Die Trocknungszeit beeinflusst die Hygiene und Haltbarkeit erheblich. Ein Saunatuch sollte nach dem Waschen vollständig durchtrocknen, bevor es zusammengelegt wird, um Stockflecken und unangenehme Gerüche zu vermeiden. Trocknergeeignete Modelle beschleunigen diesen Prozess, wobei eine niedrige Temperatur die Fasern schont. Bei regelmäßigem Saunabesuch empfiehlt sich ein Bestand von mindestens drei Saunatüchern zum Wechseln.
Saunatuch und Saunaetikette
In der Saunakultur gilt das Unterlegen eines Saunatuchs als grundlegende Verhaltensregel. In vielen deutschen Wellnessanlagen wird darauf geachtet, dass das Handtuch die gesamte Sitzfläche einschließlich der Fußstelle bedeckt. Das Saunatuch dient dabei nicht als Wickeltuch um den Körper – in der Kabine wird es ausgebreitet als Unterlage verwendet. Zwischen den Saunagängen sollte das Saunatuch zum Trocknen aufgehängt werden.
Neben der hygienischen Funktion hat das Saunatuch auch eine thermische Schutzwirkung. Die Holzbänke in der oberen Reihe können Temperaturen von über 80 Grad Celsius erreichen, was bei direktem Hautkontakt zu Verbrennungen führen kann. Ein ausreichend dickes Saunatuch isoliert die Haut zuverlässig vor dieser Hitze. In der Dampfsauna mit niedrigeren Temperaturen dient das Tuch primär der Hygiene und dem persönlichen Komfort.

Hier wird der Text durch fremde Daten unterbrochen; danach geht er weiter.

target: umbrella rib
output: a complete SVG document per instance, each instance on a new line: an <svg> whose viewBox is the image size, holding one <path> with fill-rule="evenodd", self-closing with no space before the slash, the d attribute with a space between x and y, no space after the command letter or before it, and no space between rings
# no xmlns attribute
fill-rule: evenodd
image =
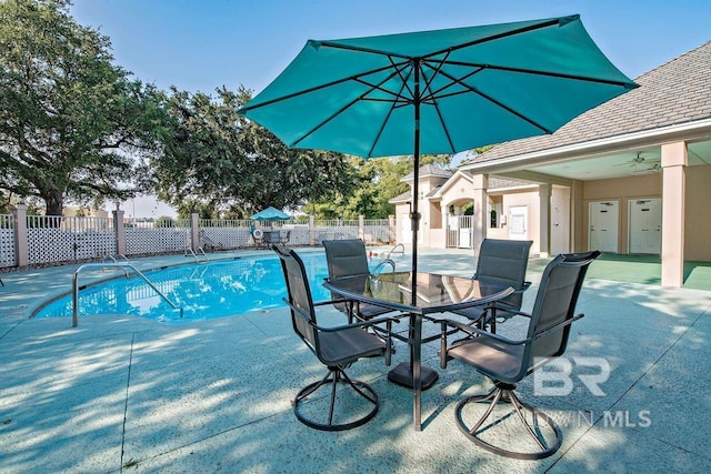
<svg viewBox="0 0 711 474"><path fill-rule="evenodd" d="M412 72L412 69L410 69L410 73ZM410 88L408 87L408 79L410 77L410 74L407 75L402 75L401 71L398 71L398 74L400 75L400 78L402 79L401 82L401 87L400 87L400 94L398 97L402 97L402 91L407 88L408 90L410 90ZM398 105L398 101L392 101L392 105L390 107L390 110L388 111L388 114L385 115L384 120L382 121L382 123L380 124L380 129L378 130L378 133L375 134L375 140L373 140L373 144L370 147L370 150L368 151L368 155L372 157L373 154L373 150L375 150L375 145L378 144L378 142L380 141L380 137L382 135L382 132L385 130L385 124L388 123L388 121L390 120L390 115L392 115L392 112L395 110ZM400 105L402 107L402 105Z"/></svg>
<svg viewBox="0 0 711 474"><path fill-rule="evenodd" d="M521 33L528 33L530 31L542 30L542 29L545 29L545 28L554 27L557 24L560 24L562 22L561 20L565 20L564 22L569 23L572 18L579 18L579 16L575 14L575 16L571 16L571 17L565 17L565 18L555 18L553 20L544 21L544 22L541 22L541 23L518 28L515 30L505 31L505 32L502 32L502 33L499 33L499 34L492 34L492 36L487 37L487 38L480 38L478 40L467 41L465 43L457 44L457 46L453 46L453 47L448 47L448 48L441 49L439 51L434 51L434 52L428 53L425 57L423 57L423 59L425 59L428 61L431 61L429 58L442 54L443 52L452 52L452 51L455 51L455 50L459 50L459 49L463 49L463 48L469 48L469 47L473 47L473 46L477 46L477 44L487 43L489 41L500 40L502 38L513 37L513 36L521 34Z"/></svg>
<svg viewBox="0 0 711 474"><path fill-rule="evenodd" d="M444 60L447 60L447 58L449 58L449 52L444 56ZM429 64L427 64L429 67ZM432 85L432 81L434 81L434 78L437 77L438 73L441 73L441 69L442 69L443 63L440 63L438 68L434 68L432 71L432 74L430 78L424 80L424 90L428 92L428 98L424 99L423 95L421 94L420 100L421 101L430 101L432 102L432 105L434 107L434 111L437 112L437 117L439 118L440 124L442 127L442 130L444 131L444 135L447 137L447 142L449 143L450 150L452 153L454 153L454 143L452 142L452 135L449 133L449 129L447 128L447 123L444 123L444 118L442 117L442 111L440 110L440 104L437 102L437 91L433 91L431 89ZM422 68L422 65L420 65L420 70L421 70L421 74L427 78L428 74L425 73L424 69ZM430 99L431 98L431 99Z"/></svg>
<svg viewBox="0 0 711 474"><path fill-rule="evenodd" d="M427 60L428 63L432 62L432 63L441 63L441 60L438 59L428 59ZM434 69L431 64L430 68ZM480 72L487 69L493 69L497 71L505 71L505 72L517 72L517 73L521 73L521 74L531 74L531 75L544 75L544 77L549 77L549 78L559 78L559 79L570 79L570 80L575 80L575 81L584 81L584 82L595 82L595 83L600 83L600 84L608 84L608 85L620 85L627 89L637 89L639 85L638 84L631 84L629 82L624 82L624 81L611 81L609 79L600 79L600 78L591 78L588 75L577 75L577 74L567 74L567 73L562 73L562 72L552 72L552 71L537 71L535 69L523 69L523 68L512 68L509 65L497 65L497 64L485 64L485 63L478 63L478 62L464 62L464 61L449 61L447 65L461 65L461 67L467 67L467 68L480 68L478 71L475 72Z"/></svg>
<svg viewBox="0 0 711 474"><path fill-rule="evenodd" d="M382 72L382 71L389 71L390 69L391 69L391 67L385 65L385 67L382 67L382 68L377 68L377 69L372 69L372 70L369 70L369 71L360 72L358 74L349 75L347 78L337 79L337 80L331 81L331 82L327 82L327 83L323 83L323 84L314 85L312 88L303 89L303 90L300 90L300 91L297 91L297 92L292 92L292 93L289 93L289 94L286 94L286 95L280 95L278 98L274 98L274 99L271 99L271 100L267 100L267 101L258 103L256 105L250 105L249 103L247 103L246 105L242 105L238 110L238 112L243 114L244 112L249 112L250 110L261 109L262 107L271 105L271 104L278 103L278 102L283 102L286 100L293 99L296 97L300 97L300 95L304 95L304 94L308 94L308 93L311 93L311 92L316 92L316 91L319 91L321 89L328 89L330 87L338 85L338 84L341 84L341 83L348 82L348 81L363 82L362 80L359 80L359 79L364 77L364 75L370 75L370 74L374 74L374 73ZM390 75L390 77L392 77L392 75ZM388 78L388 79L390 79L390 78Z"/></svg>
<svg viewBox="0 0 711 474"><path fill-rule="evenodd" d="M509 113L511 113L511 114L513 114L513 115L518 117L518 118L519 118L519 119L521 119L521 120L524 120L525 122L530 123L531 125L535 127L537 129L541 130L542 132L548 133L548 134L553 133L553 130L550 130L550 129L548 129L548 128L545 128L545 127L541 125L540 123L538 123L538 122L535 122L535 121L531 120L530 118L528 118L528 117L523 115L522 113L520 113L520 112L518 112L518 111L515 111L515 110L511 109L510 107L508 107L508 105L507 105L507 104L504 104L503 102L501 102L501 101L499 101L499 100L497 100L497 99L492 98L491 95L485 94L485 93L481 92L480 90L478 90L478 89L475 89L475 88L473 88L473 87L471 87L471 85L469 85L469 84L467 84L467 83L464 83L464 82L461 82L459 79L454 78L453 75L451 75L451 74L449 74L449 73L447 73L447 72L444 72L444 71L442 71L442 70L440 70L440 74L444 75L445 78L448 78L448 79L449 79L449 80L451 80L452 82L455 82L455 83L460 84L461 87L463 87L464 89L469 90L470 92L473 92L473 93L475 93L477 95L479 95L479 97L481 97L481 98L483 98L483 99L488 100L489 102L492 102L492 103L494 103L494 104L499 105L499 107L500 107L500 108L502 108L503 110L505 110L505 111L508 111ZM450 94L450 97L451 97L451 95L455 95L455 93ZM442 97L444 97L444 95L442 95Z"/></svg>
<svg viewBox="0 0 711 474"><path fill-rule="evenodd" d="M537 24L531 24L528 27L522 27L522 28L518 28L515 30L511 30L511 31L505 31L499 34L492 34L490 37L487 38L480 38L478 40L472 40L472 41L467 41L465 43L462 44L458 44L458 46L453 46L453 47L448 47L444 49L441 49L439 51L434 51L431 53L428 53L424 57L419 57L422 59L427 59L433 56L439 56L443 52L451 52L451 51L455 51L458 49L462 49L462 48L469 48L475 44L481 44L481 43L485 43L489 41L495 41L502 38L507 38L507 37L512 37L515 34L521 34L521 33L527 33L529 31L535 31L535 30L542 30L544 28L549 28L549 27L553 27L557 24L560 24L561 22L569 23L571 21L571 19L574 18L579 18L579 16L571 16L571 17L565 17L565 18L555 18L552 20L548 20L548 21L543 21L541 23L537 23ZM378 56L388 56L390 58L402 58L402 59L414 59L415 57L411 57L411 56L407 56L407 54L399 54L395 52L389 52L389 51L382 51L382 50L377 50L373 48L365 48L365 47L358 47L358 46L352 46L352 44L341 44L337 41L311 41L313 44L318 44L318 47L327 47L327 48L333 48L333 49L342 49L342 50L349 50L349 51L358 51L358 52L365 52L365 53L371 53L371 54L378 54Z"/></svg>
<svg viewBox="0 0 711 474"><path fill-rule="evenodd" d="M383 68L383 69L381 69L381 70L388 70L388 69L390 69L390 68ZM364 85L368 85L368 87L370 88L370 90L368 90L368 91L363 92L362 94L360 94L359 97L354 98L353 100L351 100L350 102L348 102L347 104L344 104L342 108L340 108L339 110L337 110L336 112L333 112L332 114L330 114L329 117L327 117L326 119L323 119L319 124L317 124L316 127L313 127L311 130L309 130L309 131L304 132L304 133L299 138L299 140L294 141L294 142L293 142L293 143L291 143L289 147L296 147L296 145L298 145L299 143L301 143L303 140L306 140L307 138L309 138L313 132L316 132L317 130L321 129L321 128L322 128L323 125L326 125L328 122L330 122L331 120L333 120L333 118L336 118L336 117L340 115L341 113L343 113L343 111L346 111L348 108L350 108L351 105L353 105L354 103L357 103L357 102L359 102L359 101L361 101L361 100L364 100L364 97L365 97L365 95L368 95L369 93L371 93L373 90L375 90L375 89L377 89L377 90L381 90L381 91L384 91L384 92L388 92L388 93L392 93L392 92L390 92L390 91L387 91L387 90L382 89L382 88L381 88L381 85L382 85L383 83L385 83L387 81L389 81L391 78L393 78L394 75L398 75L398 74L400 74L400 71L393 71L392 73L388 74L388 77L387 77L387 78L384 78L384 79L383 79L379 84L370 84L370 83L368 83L368 82L363 81L362 79L358 78L357 75L352 77L352 80L353 80L353 81L357 81L357 82L359 82L359 83L362 83L362 84L364 84ZM367 74L363 74L363 75L367 75ZM399 97L401 97L401 95L395 94L395 98L399 98ZM374 100L374 99L371 99L371 100ZM397 102L397 100L393 100L393 101L391 101L391 102L394 104L394 103ZM390 114L391 114L391 113L392 113L392 108L391 108L391 110L388 112L388 118L390 117ZM387 122L388 118L385 118L385 122ZM375 142L374 142L374 143L377 143L378 139L380 138L380 134L382 133L382 129L383 129L383 128L384 128L384 123L383 123L383 125L381 127L380 131L378 132L378 138L375 139ZM373 144L373 147L374 147L374 144ZM372 149L371 149L371 152L372 152Z"/></svg>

Das Saunatuch ist ein Gebrauchsgegenstand, bei dem Qualität den entscheidenden Unterschied macht. Hochwertige Frottiertücher mit dichtem Gewebe saugen mehr Feuchtigkeit auf, isolieren besser vor Hitze und überstehen deutlich mehr Waschgänge als günstige Alternativen. Die Investition in gute Saunatücher zahlt sich durch Langlebigkeit und spürbar höheren Komfort beim Saunieren langfristig aus.